この経験が、伊藤にとって大きな収穫になった。実は高校時代から駅伝の長距離区間の苦手意識があり、1年時の出雲でチーム順位を2位から5位に落とした失敗も加ってマイナスの印象を引きずっていた。だが、昨年の全日本での活躍が成功体験として刻まれ、苦手意識を払拭(ふっしょく)することができた。

「当時はすごく調子が良くて、いい走りができました。プラスでチームの結果がついてきたことで、自分の走りに自信が持てました。その後の大会でも思い切りのいいレースをできるきっかけになったと思っています」

今年の希望区間について尋ねると、「欲を言えば前半からも後半からもいきたいですが、花田さんが選んだなら、『よっしゃ、どこででも行きますよ』っていうスタンスです」ときっぱりと答えた。
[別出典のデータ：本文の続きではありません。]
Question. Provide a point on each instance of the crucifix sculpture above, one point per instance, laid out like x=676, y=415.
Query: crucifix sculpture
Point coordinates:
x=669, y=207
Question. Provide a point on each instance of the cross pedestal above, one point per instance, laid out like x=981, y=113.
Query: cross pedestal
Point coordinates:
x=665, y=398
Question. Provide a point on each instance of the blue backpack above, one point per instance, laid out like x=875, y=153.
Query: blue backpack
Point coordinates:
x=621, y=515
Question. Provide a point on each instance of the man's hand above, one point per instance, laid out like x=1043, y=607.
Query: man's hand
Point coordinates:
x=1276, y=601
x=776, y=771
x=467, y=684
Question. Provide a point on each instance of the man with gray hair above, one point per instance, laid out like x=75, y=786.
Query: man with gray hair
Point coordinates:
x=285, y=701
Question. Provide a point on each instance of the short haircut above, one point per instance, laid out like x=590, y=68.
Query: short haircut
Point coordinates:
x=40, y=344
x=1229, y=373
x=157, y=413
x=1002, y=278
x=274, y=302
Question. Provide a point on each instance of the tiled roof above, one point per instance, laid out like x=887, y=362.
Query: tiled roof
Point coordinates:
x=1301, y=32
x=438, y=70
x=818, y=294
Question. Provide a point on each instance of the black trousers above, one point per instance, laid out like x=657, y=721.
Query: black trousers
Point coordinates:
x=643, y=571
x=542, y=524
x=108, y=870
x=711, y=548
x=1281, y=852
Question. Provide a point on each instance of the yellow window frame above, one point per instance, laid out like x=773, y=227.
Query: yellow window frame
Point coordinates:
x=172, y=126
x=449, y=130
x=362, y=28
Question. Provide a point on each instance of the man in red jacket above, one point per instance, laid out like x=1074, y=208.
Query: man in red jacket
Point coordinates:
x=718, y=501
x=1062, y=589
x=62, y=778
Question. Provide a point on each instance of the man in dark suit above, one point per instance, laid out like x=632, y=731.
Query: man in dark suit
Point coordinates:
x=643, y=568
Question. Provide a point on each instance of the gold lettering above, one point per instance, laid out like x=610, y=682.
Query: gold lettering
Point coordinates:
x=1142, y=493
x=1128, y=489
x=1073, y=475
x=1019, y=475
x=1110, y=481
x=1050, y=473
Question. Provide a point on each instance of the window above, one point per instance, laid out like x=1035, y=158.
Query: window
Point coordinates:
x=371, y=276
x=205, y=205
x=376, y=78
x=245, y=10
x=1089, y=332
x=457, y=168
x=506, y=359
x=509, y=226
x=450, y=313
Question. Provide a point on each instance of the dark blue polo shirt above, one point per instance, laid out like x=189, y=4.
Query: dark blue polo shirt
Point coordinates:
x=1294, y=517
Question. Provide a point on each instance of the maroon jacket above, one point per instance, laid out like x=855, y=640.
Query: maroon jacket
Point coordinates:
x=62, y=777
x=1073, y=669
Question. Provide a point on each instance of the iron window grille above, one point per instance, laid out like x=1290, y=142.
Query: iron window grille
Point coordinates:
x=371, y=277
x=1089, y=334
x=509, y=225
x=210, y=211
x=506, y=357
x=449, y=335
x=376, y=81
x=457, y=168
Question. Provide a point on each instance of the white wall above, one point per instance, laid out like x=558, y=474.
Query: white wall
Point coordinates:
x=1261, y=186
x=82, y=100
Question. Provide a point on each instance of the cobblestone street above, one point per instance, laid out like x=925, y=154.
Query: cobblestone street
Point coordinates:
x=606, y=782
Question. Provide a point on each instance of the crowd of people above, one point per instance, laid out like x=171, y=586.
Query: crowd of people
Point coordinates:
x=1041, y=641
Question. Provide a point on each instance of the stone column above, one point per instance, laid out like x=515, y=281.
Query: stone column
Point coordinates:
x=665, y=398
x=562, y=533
昨年の全日本大学駅伝では6区の菖蒲敦司(左)から襷を受け取った(撮影・佐伯航平)

大会を重ねるごとにステップアップしている伊藤。目指す走りも進歩している。

「1年目はつなぐだけの駅伝になってしまい、不完全燃焼でした。そこから成長して、昨年はチームの主力として仕事をすることができたかなと自分では思っているんですが、『安定感があるね』という評価は、それ以上でもそれ以下でもなかったので、今年はそれ以上のものを求めていきたいです。しっかりとインパクトのある走りをしないと、エースと呼ばれないな、と思っています。トラックシーズンで勝ち切れなかった分、駅伝ではインパクトのある走りを目指していきたいです」

伊藤が真のエースらしい走りを実現させたとき、名門復活への勢いはさらに加速していくだろう。